While Uber Chief Executive Officer Dara Khosrowshahi has said publicly that the company is targeting an offering in the second half of 2019, he has also considered moving up that date, people familiar with the matter have said, potentially creating a race to beat Lyft’s plan for a listing as soon as March or April. Filing confidentially may also give Khosrowshahi more flexibility to speed up the timing for the IPO without locking himself into an earlier date if market conditions prove unappealing, a consideration that has likely grown in importance amid volatile equity markets.
Is Money-Losing Uber Really Worth $120 Billion?
That eye-popping valuation was sketched out to the company by Morgan Stanley and Goldman Sachs Group Inc., people familiar with the matter said earlier this year. Pitches from firms jockeying to convince a company that they’re the best to lead the deal are typical in the IPO process.
But if large consumer tech IPOs of the past couple years are any guide, that 12-digit number should be taken with a grain or two of salt. Both photo-sending app Snap Inc. and Chinese smartphone-maker Xiaomi Corp. had eyes on big valuations, only to see their numbers cut by half when it came to actually selling shares to investors.
For investors, Uber’s valuation will largely come down to its financials. In a bond offering earlier this year, the company said it expected to generate $10 billion to $11 billion in net revenue in 2018, without logging a profit for at least three more years.
Which Investment Bank Will Rule Tech IPOs?
While Uber hasn’t selected a lead banker for the share sale, Morgan Stanley played a key role in helping the company write its IPO prospectus, a person familiar with the matter has said. Lyft is working with JPMorgan Chase & Co., Credit Suisse Group AG and Jefferies Financial Group Inc., to lead an IPO possibly as soon as March or April, people familiar with the matter have said.
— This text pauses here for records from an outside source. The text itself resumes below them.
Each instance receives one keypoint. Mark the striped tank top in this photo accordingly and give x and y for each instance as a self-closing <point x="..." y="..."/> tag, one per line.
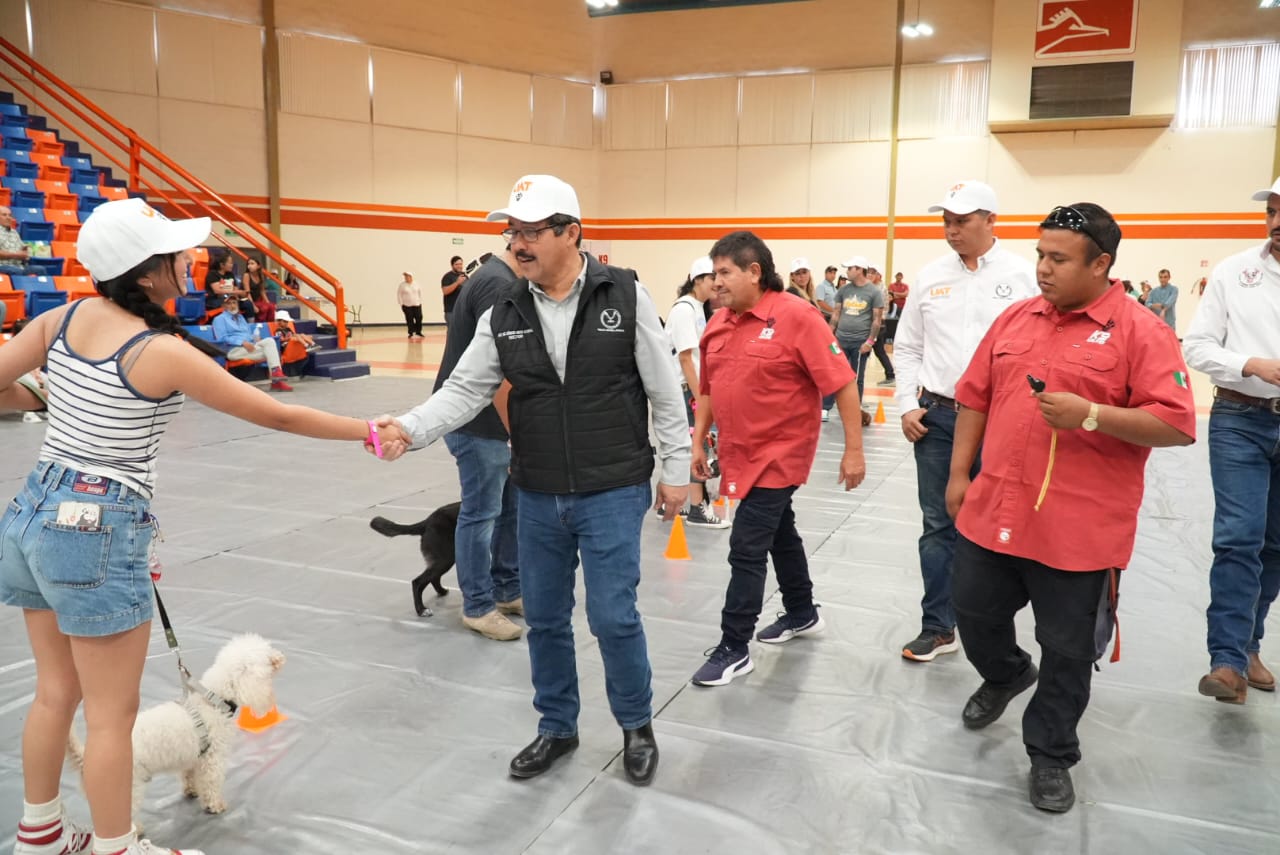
<point x="97" y="421"/>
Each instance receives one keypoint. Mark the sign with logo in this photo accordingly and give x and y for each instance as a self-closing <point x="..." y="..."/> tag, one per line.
<point x="1086" y="27"/>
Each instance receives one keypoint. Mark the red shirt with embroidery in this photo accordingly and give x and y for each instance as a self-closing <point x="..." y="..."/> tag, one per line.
<point x="766" y="371"/>
<point x="1112" y="352"/>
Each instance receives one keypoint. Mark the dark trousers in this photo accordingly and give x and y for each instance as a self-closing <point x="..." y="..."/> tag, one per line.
<point x="1073" y="621"/>
<point x="764" y="525"/>
<point x="412" y="319"/>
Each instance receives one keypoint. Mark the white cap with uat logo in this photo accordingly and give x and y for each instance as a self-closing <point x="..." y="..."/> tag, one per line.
<point x="122" y="234"/>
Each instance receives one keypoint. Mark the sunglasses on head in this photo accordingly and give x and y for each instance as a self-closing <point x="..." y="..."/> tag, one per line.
<point x="1064" y="216"/>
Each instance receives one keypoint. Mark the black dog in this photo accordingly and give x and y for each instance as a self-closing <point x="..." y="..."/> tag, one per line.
<point x="435" y="540"/>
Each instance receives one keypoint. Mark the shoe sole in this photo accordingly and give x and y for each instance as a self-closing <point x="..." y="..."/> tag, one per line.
<point x="933" y="654"/>
<point x="727" y="677"/>
<point x="794" y="634"/>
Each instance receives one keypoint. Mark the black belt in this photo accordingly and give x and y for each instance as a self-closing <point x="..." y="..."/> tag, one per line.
<point x="940" y="399"/>
<point x="1271" y="405"/>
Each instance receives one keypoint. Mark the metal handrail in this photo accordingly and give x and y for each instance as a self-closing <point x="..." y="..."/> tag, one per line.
<point x="193" y="192"/>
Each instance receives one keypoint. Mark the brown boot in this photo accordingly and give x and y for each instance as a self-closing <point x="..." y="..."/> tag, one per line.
<point x="1224" y="684"/>
<point x="1258" y="675"/>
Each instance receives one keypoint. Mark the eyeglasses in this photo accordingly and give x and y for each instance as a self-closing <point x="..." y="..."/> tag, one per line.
<point x="529" y="233"/>
<point x="1064" y="216"/>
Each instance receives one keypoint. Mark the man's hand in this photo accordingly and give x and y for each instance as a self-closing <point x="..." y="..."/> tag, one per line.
<point x="913" y="425"/>
<point x="1262" y="369"/>
<point x="1063" y="410"/>
<point x="853" y="469"/>
<point x="671" y="499"/>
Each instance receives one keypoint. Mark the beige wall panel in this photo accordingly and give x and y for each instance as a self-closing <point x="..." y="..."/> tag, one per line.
<point x="231" y="163"/>
<point x="325" y="159"/>
<point x="702" y="113"/>
<point x="324" y="77"/>
<point x="635" y="117"/>
<point x="632" y="184"/>
<point x="853" y="106"/>
<point x="105" y="45"/>
<point x="702" y="182"/>
<point x="776" y="110"/>
<point x="773" y="181"/>
<point x="415" y="91"/>
<point x="415" y="168"/>
<point x="849" y="179"/>
<point x="563" y="113"/>
<point x="496" y="104"/>
<point x="204" y="59"/>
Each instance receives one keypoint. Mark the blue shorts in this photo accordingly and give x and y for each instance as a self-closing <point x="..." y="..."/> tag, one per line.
<point x="94" y="571"/>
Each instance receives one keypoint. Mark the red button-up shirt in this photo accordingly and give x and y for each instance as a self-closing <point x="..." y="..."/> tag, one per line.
<point x="1112" y="352"/>
<point x="767" y="371"/>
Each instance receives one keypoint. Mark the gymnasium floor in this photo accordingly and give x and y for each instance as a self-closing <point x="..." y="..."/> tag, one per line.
<point x="400" y="728"/>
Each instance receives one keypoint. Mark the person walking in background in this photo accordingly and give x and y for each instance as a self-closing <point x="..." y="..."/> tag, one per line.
<point x="408" y="295"/>
<point x="1233" y="339"/>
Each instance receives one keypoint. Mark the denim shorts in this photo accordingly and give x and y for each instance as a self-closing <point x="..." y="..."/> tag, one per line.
<point x="94" y="577"/>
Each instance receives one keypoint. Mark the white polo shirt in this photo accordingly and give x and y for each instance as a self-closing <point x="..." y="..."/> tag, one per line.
<point x="947" y="312"/>
<point x="1238" y="319"/>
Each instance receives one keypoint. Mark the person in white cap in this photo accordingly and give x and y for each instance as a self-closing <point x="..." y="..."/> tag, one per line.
<point x="586" y="357"/>
<point x="1233" y="339"/>
<point x="408" y="295"/>
<point x="685" y="324"/>
<point x="952" y="305"/>
<point x="77" y="539"/>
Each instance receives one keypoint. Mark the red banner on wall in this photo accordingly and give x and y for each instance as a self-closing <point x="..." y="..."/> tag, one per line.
<point x="1086" y="27"/>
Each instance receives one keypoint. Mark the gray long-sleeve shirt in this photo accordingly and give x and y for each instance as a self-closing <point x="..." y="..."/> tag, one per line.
<point x="479" y="374"/>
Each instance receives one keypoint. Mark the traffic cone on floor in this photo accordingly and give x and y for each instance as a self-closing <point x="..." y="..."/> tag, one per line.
<point x="677" y="549"/>
<point x="254" y="723"/>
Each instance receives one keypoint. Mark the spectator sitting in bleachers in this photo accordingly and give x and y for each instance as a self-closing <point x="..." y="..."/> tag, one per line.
<point x="13" y="252"/>
<point x="232" y="333"/>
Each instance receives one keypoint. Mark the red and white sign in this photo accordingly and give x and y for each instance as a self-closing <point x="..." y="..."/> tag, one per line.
<point x="1086" y="27"/>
Morgan Stanley and Goldman Sachs have dominated the fierce contest among Wall Street banks to bring technology companies to market in the U.S. over the past five years. Morgan Stanley currently has the lead by a narrow margin, with a market share of 13.5 percent, while Goldman Sachs in No. 2, with 11.2 percent, according to data compiled by Bloomberg.
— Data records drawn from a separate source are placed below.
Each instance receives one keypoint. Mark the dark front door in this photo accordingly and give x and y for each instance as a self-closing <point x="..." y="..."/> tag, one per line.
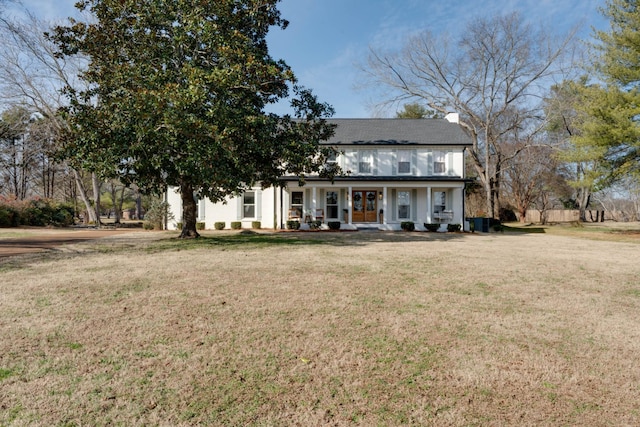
<point x="364" y="206"/>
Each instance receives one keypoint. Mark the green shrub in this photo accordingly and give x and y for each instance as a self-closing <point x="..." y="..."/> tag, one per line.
<point x="453" y="228"/>
<point x="8" y="217"/>
<point x="432" y="227"/>
<point x="407" y="225"/>
<point x="334" y="225"/>
<point x="35" y="212"/>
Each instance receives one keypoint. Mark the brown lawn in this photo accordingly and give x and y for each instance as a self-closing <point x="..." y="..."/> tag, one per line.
<point x="324" y="329"/>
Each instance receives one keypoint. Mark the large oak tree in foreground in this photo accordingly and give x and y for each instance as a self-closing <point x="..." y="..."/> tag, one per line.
<point x="179" y="89"/>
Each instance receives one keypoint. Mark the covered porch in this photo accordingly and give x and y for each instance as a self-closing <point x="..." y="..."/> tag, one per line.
<point x="374" y="205"/>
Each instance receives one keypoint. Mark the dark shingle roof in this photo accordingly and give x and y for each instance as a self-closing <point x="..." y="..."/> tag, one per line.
<point x="397" y="132"/>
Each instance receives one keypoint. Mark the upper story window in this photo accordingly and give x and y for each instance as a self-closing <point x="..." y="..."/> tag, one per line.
<point x="331" y="162"/>
<point x="365" y="161"/>
<point x="404" y="162"/>
<point x="439" y="162"/>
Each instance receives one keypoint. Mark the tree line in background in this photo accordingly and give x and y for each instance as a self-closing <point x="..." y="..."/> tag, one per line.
<point x="548" y="132"/>
<point x="181" y="102"/>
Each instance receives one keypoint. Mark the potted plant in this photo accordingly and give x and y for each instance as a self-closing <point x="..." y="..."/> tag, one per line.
<point x="407" y="225"/>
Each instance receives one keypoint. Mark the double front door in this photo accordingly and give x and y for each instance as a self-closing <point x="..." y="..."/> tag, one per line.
<point x="364" y="206"/>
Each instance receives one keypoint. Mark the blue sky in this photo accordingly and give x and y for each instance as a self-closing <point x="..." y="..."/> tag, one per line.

Both firms have secured roles on the biggest deals, which include First Data Corp.’s $2.82 billion IPO in 2015, IMS Health Holdings Inc.’s $1.5 billion first-time sale in 2014 and GreenSky Inc.’s $1.01 billion deal in April. But while Morgan Stanley made an estimated $12.5 million in fees from First Data, Goldman Sachs got roughly $1.8 million as more than 15 firms competed for a slice of the pie, the data show. On the IMS deal, the two found themselves neck-and-neck with JPMorgan Chase & Co., with each commanding an estimated $13.6 million in fees.